Gural and La Foy often worked through the night in the otherwise empty labs. As the COVID-19 pandemic shut Blacksburg down around them, they saw few people other than one another and a couple of coffee shop baristas. La Foy would hear pipes cracking in the Frith Lab, which sounded to him like footsteps, and he’d turn to see if Gural was there.

To Gural, the rattle was an alien sound. She’d heard it when she worked in the lab as a sophomore. She’d spend her last days as a mechanical engineering master’s student working to that sound, before moving on to a job at SpaceX in June. La Foy has continued working out details for shell production.

“We did a lot of initial testing, and I want to say trial and error, but it was mostly error,” Gural said of the first few weeks of the project. The very first shells were particularly bleak, Gural remembered. "It looks like a tent," she said of one. You can kind of see an impression of a circle at the top of it. Very sad.”

Genevieve Gural in the Frith Lab
Early in the pandemic, Genevieve Gural works in an empty Frith Lab, before the "graveyard" shells have piled up. Photo by Peter Means for Virginia Tech.

Together, she and La Foy problem-solved their way over hurdles as varied as missing plugs, broken emergency stop buttons, and a vacuum-forming phenomenon called webbing, wherein small elements in the geometry of the shell molds can cause the hot plastic that’s sucked down over them to form ridges, making it difficult for the silicone seal to adhere to the shell. 

Gural would film webbing on her phone and slow it down to study the videos with La Foy. Eventually, after they tinkered with the molds’ positioning and tried vacuum forming the shells again, the webbing was gone. Gural tossed her phone onto the lab counter, threw her hands in the air, and walked off, triumphant.

“It’s astounding, really, how much energy they’ve put into this,” said Williams of the students. “We teach product design and manufacturing processes via design projects every semester, but despite my best efforts, I never could have simulated this in a classroom setting.”

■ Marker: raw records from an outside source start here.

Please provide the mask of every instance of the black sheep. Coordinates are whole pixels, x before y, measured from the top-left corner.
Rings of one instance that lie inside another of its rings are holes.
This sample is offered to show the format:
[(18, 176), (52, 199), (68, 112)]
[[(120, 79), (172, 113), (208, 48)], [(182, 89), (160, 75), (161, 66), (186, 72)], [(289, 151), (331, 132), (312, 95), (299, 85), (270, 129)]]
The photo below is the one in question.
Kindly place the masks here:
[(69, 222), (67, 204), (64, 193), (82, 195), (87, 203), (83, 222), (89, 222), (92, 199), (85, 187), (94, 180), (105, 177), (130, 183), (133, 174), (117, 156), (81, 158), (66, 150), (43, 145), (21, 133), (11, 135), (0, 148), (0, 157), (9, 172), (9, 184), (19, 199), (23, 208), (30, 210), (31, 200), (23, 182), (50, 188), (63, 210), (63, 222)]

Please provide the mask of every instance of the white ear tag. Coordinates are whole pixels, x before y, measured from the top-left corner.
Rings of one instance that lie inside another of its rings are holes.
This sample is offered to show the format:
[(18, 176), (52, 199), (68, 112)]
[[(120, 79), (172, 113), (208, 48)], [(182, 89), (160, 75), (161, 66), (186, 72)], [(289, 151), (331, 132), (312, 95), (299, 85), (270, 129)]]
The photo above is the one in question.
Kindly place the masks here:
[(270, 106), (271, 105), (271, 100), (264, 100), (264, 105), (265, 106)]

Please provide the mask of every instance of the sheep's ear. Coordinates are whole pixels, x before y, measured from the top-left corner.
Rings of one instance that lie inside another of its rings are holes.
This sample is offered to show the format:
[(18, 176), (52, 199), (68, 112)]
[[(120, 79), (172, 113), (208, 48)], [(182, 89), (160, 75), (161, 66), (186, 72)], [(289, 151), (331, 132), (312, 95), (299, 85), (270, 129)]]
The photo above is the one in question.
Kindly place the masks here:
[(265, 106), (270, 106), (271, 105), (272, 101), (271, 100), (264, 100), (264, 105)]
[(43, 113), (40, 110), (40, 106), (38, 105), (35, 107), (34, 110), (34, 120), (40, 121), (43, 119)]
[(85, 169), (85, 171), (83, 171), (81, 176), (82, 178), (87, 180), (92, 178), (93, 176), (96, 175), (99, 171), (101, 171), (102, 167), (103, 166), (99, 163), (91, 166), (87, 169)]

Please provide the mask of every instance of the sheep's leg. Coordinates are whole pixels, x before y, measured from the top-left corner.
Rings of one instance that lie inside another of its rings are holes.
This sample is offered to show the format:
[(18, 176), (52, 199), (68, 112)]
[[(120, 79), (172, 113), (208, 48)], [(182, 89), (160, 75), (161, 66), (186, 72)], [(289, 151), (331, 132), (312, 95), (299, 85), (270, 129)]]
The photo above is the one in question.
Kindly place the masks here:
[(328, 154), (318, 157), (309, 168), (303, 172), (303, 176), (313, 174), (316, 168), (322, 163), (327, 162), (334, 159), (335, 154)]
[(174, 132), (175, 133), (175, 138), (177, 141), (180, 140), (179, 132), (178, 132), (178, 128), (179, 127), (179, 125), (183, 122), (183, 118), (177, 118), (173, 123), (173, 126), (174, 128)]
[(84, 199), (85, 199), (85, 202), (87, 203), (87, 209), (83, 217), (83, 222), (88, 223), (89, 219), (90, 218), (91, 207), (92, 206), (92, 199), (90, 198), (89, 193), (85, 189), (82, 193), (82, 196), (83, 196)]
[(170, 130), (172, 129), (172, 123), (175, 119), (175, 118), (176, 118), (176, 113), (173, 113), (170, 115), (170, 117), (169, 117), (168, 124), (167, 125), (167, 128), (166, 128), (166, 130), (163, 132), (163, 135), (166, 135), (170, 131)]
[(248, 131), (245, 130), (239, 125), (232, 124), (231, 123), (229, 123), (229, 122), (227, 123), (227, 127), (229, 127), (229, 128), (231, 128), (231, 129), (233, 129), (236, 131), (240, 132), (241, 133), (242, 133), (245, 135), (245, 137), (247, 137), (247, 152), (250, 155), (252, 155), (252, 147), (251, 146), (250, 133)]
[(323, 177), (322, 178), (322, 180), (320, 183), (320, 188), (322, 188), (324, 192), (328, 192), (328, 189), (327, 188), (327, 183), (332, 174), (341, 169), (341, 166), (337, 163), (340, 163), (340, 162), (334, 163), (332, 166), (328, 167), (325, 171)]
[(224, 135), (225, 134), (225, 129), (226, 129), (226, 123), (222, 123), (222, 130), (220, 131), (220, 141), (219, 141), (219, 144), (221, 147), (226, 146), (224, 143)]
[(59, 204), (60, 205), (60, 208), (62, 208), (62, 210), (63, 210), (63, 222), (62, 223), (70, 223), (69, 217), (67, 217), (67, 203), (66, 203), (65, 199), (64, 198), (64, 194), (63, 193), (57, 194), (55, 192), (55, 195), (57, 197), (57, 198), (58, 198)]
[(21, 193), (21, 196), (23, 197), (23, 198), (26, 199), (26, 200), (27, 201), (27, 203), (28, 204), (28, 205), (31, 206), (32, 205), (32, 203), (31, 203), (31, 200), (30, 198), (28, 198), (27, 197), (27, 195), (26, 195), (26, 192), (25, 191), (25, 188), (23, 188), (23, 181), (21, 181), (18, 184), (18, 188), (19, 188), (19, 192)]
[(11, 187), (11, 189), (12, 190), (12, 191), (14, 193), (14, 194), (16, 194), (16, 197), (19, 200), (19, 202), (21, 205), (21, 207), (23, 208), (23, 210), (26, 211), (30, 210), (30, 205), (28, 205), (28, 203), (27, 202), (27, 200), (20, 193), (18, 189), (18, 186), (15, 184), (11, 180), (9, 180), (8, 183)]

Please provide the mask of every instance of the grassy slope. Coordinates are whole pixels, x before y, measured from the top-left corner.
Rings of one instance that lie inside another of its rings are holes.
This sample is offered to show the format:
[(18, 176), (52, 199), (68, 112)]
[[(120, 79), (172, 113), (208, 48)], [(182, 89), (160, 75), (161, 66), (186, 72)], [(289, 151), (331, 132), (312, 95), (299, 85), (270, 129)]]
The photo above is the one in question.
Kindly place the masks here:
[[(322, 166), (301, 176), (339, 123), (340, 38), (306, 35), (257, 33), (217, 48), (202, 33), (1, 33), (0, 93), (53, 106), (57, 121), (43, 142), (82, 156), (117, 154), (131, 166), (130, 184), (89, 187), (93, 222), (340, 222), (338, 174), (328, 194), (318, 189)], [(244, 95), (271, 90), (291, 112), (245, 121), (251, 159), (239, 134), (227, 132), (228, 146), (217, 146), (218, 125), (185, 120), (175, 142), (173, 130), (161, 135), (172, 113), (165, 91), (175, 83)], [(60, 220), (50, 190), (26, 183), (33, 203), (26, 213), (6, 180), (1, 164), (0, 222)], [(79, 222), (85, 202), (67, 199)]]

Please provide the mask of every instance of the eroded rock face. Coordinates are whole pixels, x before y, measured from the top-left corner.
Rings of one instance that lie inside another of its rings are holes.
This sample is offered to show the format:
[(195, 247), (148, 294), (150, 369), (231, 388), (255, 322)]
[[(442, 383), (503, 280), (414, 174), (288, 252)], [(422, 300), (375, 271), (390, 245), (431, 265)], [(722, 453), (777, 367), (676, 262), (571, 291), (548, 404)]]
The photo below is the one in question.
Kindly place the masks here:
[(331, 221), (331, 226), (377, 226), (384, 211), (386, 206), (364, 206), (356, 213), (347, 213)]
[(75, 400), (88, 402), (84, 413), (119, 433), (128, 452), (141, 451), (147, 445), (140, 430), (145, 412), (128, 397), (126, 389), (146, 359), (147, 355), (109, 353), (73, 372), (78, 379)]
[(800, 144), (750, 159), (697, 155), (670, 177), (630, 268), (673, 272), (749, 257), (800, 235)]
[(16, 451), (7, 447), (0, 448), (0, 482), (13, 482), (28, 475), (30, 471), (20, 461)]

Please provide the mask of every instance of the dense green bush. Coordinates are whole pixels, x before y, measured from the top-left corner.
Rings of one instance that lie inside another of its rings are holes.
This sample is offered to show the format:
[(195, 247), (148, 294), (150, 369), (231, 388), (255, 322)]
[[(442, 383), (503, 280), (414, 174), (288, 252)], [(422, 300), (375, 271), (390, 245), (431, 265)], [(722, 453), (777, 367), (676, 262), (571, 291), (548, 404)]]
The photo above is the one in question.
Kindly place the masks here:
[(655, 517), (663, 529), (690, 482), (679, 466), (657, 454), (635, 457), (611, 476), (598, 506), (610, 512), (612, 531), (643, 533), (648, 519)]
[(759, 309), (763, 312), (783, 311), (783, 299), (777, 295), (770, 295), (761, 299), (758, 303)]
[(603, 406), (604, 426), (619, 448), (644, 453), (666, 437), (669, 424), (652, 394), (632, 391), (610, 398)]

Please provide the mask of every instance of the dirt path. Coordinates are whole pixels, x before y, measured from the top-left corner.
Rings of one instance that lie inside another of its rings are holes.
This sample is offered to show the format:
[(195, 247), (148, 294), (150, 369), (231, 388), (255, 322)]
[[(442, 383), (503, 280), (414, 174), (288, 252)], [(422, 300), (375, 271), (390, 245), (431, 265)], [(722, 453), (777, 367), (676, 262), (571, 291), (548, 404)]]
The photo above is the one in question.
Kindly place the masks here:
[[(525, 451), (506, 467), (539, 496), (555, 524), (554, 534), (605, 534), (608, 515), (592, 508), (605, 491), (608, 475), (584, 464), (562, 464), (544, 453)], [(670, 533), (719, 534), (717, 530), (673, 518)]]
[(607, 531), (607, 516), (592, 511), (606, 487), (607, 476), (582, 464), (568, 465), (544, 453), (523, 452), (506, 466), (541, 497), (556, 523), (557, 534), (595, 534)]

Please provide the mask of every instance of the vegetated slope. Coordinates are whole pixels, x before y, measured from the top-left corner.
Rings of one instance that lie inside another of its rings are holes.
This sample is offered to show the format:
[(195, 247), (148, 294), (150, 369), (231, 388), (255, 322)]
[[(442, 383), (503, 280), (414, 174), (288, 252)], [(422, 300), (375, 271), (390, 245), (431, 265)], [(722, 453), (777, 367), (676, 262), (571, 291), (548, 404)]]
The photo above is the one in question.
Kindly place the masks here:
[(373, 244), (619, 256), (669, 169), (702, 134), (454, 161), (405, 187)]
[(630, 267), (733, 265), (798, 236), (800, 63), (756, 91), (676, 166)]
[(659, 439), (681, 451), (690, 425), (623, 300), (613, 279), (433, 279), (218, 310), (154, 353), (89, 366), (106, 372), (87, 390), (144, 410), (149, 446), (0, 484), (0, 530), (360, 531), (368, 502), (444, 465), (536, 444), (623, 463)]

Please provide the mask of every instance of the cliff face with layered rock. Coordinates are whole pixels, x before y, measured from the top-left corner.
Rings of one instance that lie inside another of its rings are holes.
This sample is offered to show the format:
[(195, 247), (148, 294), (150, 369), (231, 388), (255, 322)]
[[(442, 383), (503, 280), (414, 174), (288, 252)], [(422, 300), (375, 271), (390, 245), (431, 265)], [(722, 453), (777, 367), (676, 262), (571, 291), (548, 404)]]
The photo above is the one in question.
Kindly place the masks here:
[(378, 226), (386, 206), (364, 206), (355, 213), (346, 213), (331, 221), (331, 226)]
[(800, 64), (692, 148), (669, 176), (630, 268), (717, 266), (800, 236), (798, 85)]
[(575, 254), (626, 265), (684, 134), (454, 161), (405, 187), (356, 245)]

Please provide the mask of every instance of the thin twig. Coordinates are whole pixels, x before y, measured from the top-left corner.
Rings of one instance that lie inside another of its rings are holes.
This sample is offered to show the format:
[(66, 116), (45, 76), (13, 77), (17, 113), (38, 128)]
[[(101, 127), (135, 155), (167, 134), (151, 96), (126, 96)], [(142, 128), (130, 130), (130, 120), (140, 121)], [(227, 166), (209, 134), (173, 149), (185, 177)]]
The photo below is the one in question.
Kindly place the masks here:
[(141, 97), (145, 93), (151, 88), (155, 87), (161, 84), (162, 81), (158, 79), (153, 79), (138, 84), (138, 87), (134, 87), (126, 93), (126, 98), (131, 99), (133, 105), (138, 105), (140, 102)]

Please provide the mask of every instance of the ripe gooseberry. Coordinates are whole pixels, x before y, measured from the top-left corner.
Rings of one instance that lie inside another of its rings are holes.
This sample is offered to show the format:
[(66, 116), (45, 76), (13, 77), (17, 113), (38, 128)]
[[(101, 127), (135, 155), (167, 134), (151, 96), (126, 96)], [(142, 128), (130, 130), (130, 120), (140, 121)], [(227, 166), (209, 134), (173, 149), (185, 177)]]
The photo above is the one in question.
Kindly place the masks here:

“It’s not hard to get motivated on a project like this, where the impact is immediate and the need is great,” said mechanical engineering Ph.D. student Sam Pratt, who designed a silicone seal for the respirator. The part is made using casting: liquid is poured into a 3D-printed mold and cures into a sterilizable, silicone seal. Pratt worked with La Foy and Gural as the three went through versions of the shells and seals, to make sure the seal fit the new shell and vice versa. 

“None of us were particularly hung up on how cool or important ‘our part’ of the system was, which meant that iteration happened really fast, and ideas — good or bad — were tested almost as fast as they could come up,” Pratt said. “It was a really exciting demonstration of the power of a prototype-first mentality. If you have an idea, build a prototype and prove it works. Usually before the end of that day, everyone on the team had seen it, played with it, tried to break it — that's how we were able to run through so many concepts so fast.”

For La Foy, part of the motivation for the time he’s spent on iteration after iteration is to feel less powerless. “It’s depressing and frustrating to see all of the suffering going on right now,” La Foy said. “But the more that people are willing to work together to get through this, the better we will all be when we make it through to the other side of this crisis. Working on the respirators has been one way that I can use the skills I have to help others out.”

Members of the team of current and recently graduated students who have worked on the novel respirator include: Sam Pratt, Genevieve Gural, Rod La Foy, Viswanath Meenakshisundaram, Derick Whited, Liam Chapin, Bemnet Molla, Kendall Knight, and Amanda Wei.

This project and other COVID-19 response efforts received support from the Fralin Biomedical Research Institute at VTC. Further development of the respirator design and testing is supported by the Office of the Vice President for Research and Innovation COVID-19 Rapid Response Seed Fund.